Practice Rewrite this regex using the (.) wildcard A four-word letter beginning with i in lowercase i[a-z][a-z][a-z] i... Does it match exactly the same things? Why?

Quantifiers (I) /colou?r/ /govern(ment)?/ matches color or colour /govern(ment)?/ matches govern or government /?/ means zero or one of the preceding character or group

Practice Write a regex to match: color or colour sand or sandy colou?r

Quantifiers (II) /ba+/ /(inkiss )+/ matches ba, baa, baaa… /(inkiss )+/ matches inkiss, inkiss inkiss (note the whitespace in the regex) /+/ means “one or more of the preceding character or group”

Practice Write a regex to match: A word starting with ba followed by one or more of characters. ba.+

Quantifiers (III) /ba*/ /(ba ){1,3}/ /(ba ){2}/ matches b, ba, baa, baaa /*/ means “zero or more of the preceding character or group” /(ba ){1,3}/ matches ba, ba ba or ba ba ba {n, m} means “between n and m of the preceding character or group” /(ba ){2}/ matches ba ba {n} means “exactly n of the preceding character or group”

Practice Write a regex to match: A word starting with ba followed by one or more of characters. ba.+ Now rewrite this to match ba followed by exactly one character. ba.{1} Re-write, to match b followed by between two and four a’s (e.g. Baa, baaa etc) ba{2,4}

The corpus query language Part 2 The corpus query language

Switch the sketchengine interface Under Query type, select CQL

CQL syntax So far, we’ve used regexes to match strings (words, phrases). We often want to combine searches for words and grammatical patterns. CQL queries consist of regular expressions. But we can specify patterns of words, lemmas and tags.

Structure of a CQL query [attribute=“regex”] What we want to search for. Can be word, lemma or tag The actual pattern it should match.

Structure of a CQL query Examples: [word=“it.+”] Matches a single word, beginning with it followed by one or more characters [tag=“V.*”] Matches any word that is tagged with a label beginning with “V” (so any verb) [lemma=“man.+”] Matches all tokens that belong to a lemma that begins with “man”

Structure of a CQL query [attribute=“regex”] What we want to search for. Can be word, lemma or tag The actual pattern it should match. Each expression in square brackets matches one word. We can have multiple expressions in square brackets to match a sequence.

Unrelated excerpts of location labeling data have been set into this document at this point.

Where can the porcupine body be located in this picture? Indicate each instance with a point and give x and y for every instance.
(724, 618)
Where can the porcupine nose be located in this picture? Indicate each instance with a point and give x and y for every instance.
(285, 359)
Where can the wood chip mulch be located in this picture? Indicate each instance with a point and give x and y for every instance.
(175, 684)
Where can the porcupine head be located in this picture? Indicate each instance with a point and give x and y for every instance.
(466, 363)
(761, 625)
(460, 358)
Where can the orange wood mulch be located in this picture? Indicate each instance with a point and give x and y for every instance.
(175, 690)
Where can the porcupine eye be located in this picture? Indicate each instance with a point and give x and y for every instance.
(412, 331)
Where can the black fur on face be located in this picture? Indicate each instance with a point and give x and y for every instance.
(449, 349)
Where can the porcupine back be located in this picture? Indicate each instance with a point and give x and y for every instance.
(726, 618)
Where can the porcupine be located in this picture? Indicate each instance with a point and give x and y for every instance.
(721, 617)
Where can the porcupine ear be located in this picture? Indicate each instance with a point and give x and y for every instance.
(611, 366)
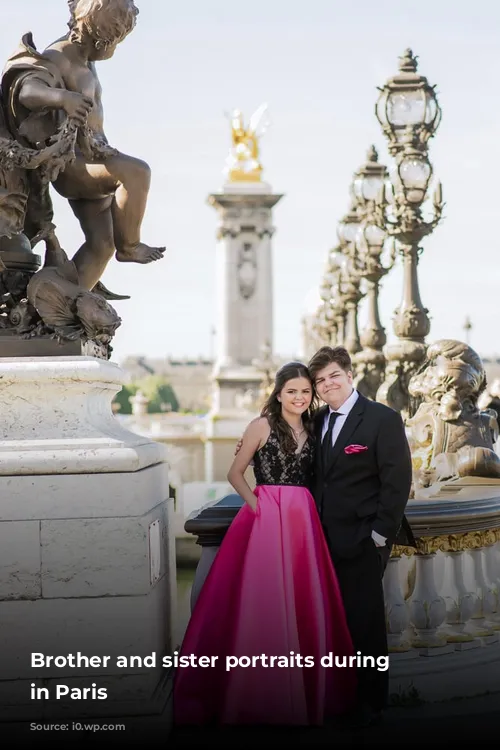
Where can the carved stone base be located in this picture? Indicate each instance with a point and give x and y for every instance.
(15, 346)
(87, 554)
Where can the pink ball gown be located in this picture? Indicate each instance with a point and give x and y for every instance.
(271, 591)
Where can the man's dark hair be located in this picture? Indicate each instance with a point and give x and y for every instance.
(328, 355)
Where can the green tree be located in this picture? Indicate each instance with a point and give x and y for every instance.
(160, 394)
(122, 401)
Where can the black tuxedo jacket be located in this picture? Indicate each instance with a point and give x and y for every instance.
(358, 493)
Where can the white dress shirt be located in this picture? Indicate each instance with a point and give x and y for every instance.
(344, 412)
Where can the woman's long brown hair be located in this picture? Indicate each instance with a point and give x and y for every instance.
(272, 408)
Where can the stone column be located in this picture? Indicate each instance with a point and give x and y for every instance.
(87, 550)
(245, 314)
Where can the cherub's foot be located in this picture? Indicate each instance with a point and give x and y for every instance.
(141, 253)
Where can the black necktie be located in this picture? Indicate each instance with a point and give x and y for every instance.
(326, 446)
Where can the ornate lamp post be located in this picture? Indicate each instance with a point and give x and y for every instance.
(337, 262)
(267, 366)
(347, 232)
(366, 188)
(409, 114)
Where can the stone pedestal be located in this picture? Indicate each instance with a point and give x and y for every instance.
(87, 554)
(244, 314)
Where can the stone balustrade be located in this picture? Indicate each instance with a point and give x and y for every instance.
(442, 599)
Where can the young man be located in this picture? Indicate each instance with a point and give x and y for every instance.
(361, 486)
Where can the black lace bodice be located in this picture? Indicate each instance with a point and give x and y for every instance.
(272, 465)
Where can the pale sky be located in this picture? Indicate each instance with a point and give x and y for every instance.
(317, 64)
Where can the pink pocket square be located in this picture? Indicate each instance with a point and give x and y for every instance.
(355, 449)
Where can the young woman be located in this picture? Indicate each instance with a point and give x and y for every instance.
(271, 590)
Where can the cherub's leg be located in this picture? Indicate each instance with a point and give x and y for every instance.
(96, 221)
(129, 206)
(128, 180)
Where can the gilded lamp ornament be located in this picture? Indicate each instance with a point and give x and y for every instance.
(370, 243)
(409, 114)
(452, 437)
(350, 275)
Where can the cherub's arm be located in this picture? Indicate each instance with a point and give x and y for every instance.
(36, 94)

CQL Syntax (I) Regex over word: [word=“it”] [word=“resulted”] [word=“that”] matches only it resulted that Regex over word with special characters: [word=“it”] [word=“result.*”] [word=“that”] matches it resulted/results that Regex over lemma: [word=“it”] [lemma=“result”] [word=“that”] matches any form of result (regex over lemma)

Practice Write a CQL query to match: Any word beginning with lad [word=“lad.*”] The word strong followed by any noun NB: remember that noun tags start with “N” [word=“strong”] [tag=“N.+”]

CQL Syntax II We can combine word, lemma and tag queries for any single word. Word and tag constraints: [word=“it”] [lemma=“result” & tag=“V.*] Matches only it followed by a morphological variant of the lemma result whose tag begins with V (i.e. a verb)

Practice The word strong followed by any noun [word=“strong”] [tag=“N.+”] Rewrite this to search for the lemma strong tagged as adjective NB: Adjective tags in the BNC start with AJ [lemma=“strong” & tag=“AJ.*”][tag=“N.+”] The lemma eat in its verb (V) forms [lemma=“eat” & tag=“V.*”]

CQL syntax III The empty square brackets signify “any match” Using complex quantifiers to match things over a span: [word=“confus.*” & tag=“V.*”] []{0,2} [word=“by”] “verb beginning with confus tagged as verb, followed by the word by, with between zero and two intervening words” confused by (the problem) confused John by (saying that) confused John Smith by (saying that)

Practice Search for the verb knock (in any of its forms), followed by the noun door, with between zero and three intervening words: [lemma=“knock” & tag=“V.*”][]{0,3}[word=“door” & tag=“N.*”]

We can count occurrences of these complex phrases

Node forms = the actual phrases

Node tags = the tag sequences

CQL summary A very powerful query language BNC SARA client uses CQL online SketchEngine uses it too Ideal for finding complex grammatical patterns.

A final task Choose two adjectives which are semantically similar. Search for them in the corpus, looking for occurrences where they’re followed by a noun. Run a frequency query on the results.